Founded in 1885 in Rapid City, S.D. to provide instruction in mining engineering at a location where mining was the primary industry, the South Dakota School of Mines & Technology evolved into a science and engineering research facility offering bachelor’s, master’s and doctoral degrees. The university enrolls 2,640 students from 45 states and 37 countries, with a student-to-faculty ratio of 14:1. The SD School of Mines placement rate is 98 percent, with an average early career salary for graduates of $65,600, according to the 2014-2015 PayScale report. ~ from SDSMT website

And just last week in the news: The South Dakota School of Mines & Technology has been awarded a $4.8 million research contract from the United States Air Force to develop ultra-efficient energy technologies to improve military performance in hostile environments. ~RapidCityJournal

After learning about the school, it looks like the annual punkin chunkin contest is just a fun diversion from all the other interesting things going on at the SD School of Mines!
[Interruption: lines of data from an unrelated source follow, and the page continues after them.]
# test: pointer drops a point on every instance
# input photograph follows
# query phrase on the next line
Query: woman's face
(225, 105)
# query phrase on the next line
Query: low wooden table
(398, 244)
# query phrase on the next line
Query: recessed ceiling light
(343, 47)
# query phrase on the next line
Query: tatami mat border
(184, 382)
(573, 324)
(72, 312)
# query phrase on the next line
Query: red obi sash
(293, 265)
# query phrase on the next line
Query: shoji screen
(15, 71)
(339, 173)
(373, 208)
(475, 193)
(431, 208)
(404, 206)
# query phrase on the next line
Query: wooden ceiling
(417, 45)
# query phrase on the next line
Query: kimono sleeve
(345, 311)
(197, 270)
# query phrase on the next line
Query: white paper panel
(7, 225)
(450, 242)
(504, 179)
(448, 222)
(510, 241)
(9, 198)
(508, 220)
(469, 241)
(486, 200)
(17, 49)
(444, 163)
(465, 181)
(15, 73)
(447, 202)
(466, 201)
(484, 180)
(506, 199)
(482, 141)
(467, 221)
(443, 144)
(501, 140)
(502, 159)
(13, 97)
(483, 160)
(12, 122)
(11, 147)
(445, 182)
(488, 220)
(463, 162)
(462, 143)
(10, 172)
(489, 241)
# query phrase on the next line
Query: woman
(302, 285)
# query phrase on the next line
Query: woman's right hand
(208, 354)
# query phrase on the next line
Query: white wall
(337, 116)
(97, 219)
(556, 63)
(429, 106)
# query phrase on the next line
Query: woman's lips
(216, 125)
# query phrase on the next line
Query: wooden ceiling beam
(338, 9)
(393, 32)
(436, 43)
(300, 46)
Friday, September 26, 2014

gone fishin'

D. C. Booth Historic National Fish Hatchery, Spearfish, SD


The Spring Stocking Pond bronze sculpture 
depicts the lives of early fisheries workers.
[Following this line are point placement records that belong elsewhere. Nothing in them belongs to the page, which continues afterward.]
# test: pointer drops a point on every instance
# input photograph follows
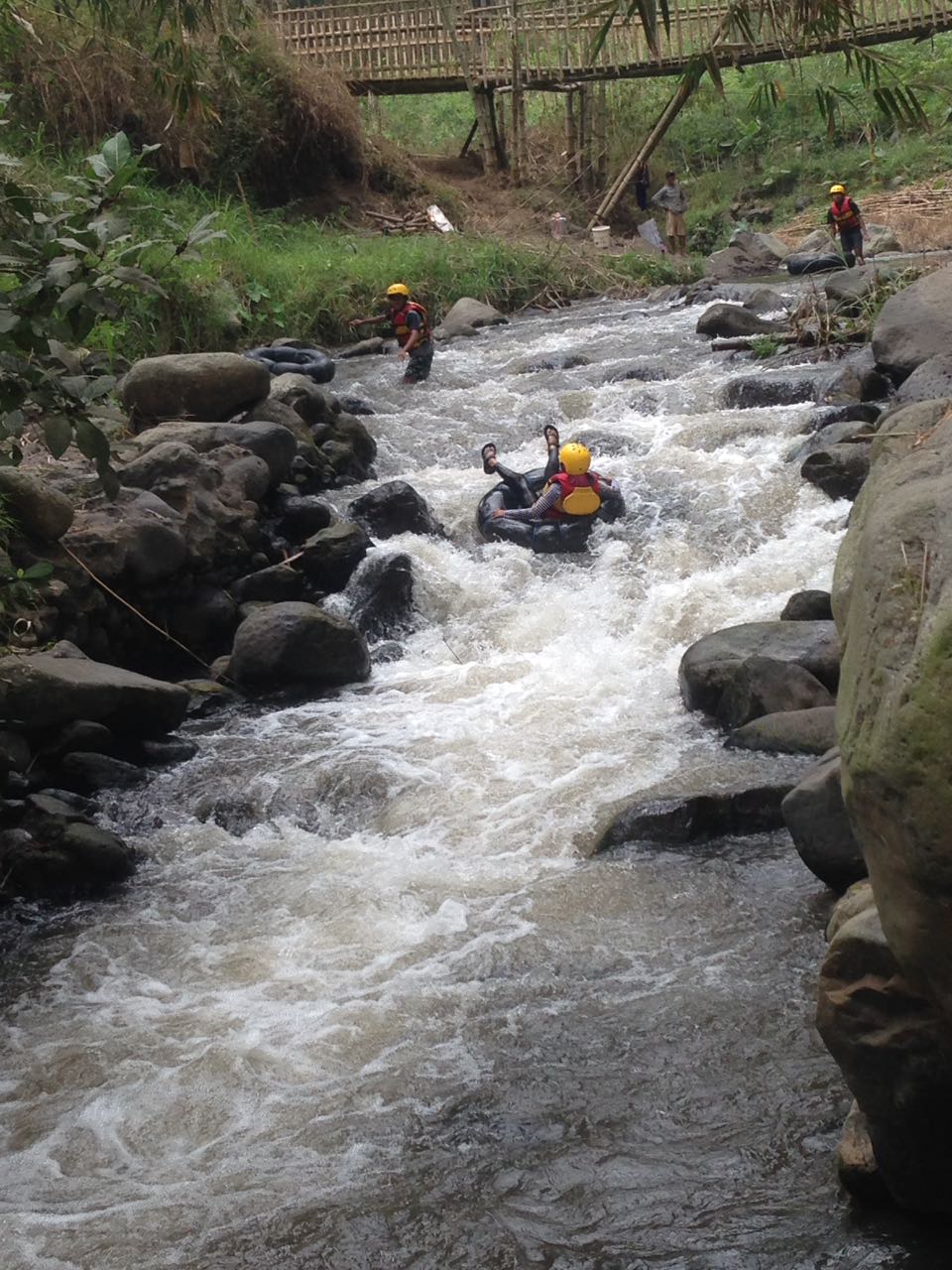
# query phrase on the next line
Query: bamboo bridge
(442, 46)
(511, 48)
The Fish Car - transporting fish for stocking.

History lesson of the week: The D. C. Booth Historic National Fish Hatchery in Spearfish, named for Dewitt Clinton Booth, the first superintendent of the new facility in 1899. 

In 1871, The federal government started the National Fish Hatcheries because of the decline in fish population, lost from drought, flood, or over-harvest. There were 70 hatcheries across the nation in 1896 when the hatchery at Spearfish, South Dakota was established, mainly to provide trout to the area, as the local fish population consisted mostly of suckers and crappies. Trout are not native to the region, but it is an ideal environment for trout. Spearfish was chosen because of the pure cold spring water available for a gravity system and its location near town and rails. The first superintendent of the Spearfish facility was Dewitt Clinton (D.C) Booth, from 1899 to 1933.

The Generations bronze sculpture with the 
Superintendent's house in the background.

In 1905, after living in 2 rooms over the hatchery building for several years, the Booth family moved into the new Superintendent’s house. The house had electricity, indoor plumbing, bathroom, hot water, and central heating (in 1905!). We had a very nice tour of the Booth House by the volunteer docent. She gave a detailed history of the hatchery and the Booth family, the parties, the piano lessons, the coal burning kitchen stove (they got their coal hauled all the way from Gillette, WY because it burned longer, they are still mining coal over there, y'all should go over there and take a tour), the Neo-Colonial Revival style of the house (which means it has lots of windows - you can Google it).

vintage typewriter!

The D. C. Booth Historic National Fish Hatchery site is 10 acres, the entire hatchery site is listed on the National Register of Historic Places. The grounds are clean and landscaped, the self-guided tour is fun and educational, parking and admission are free.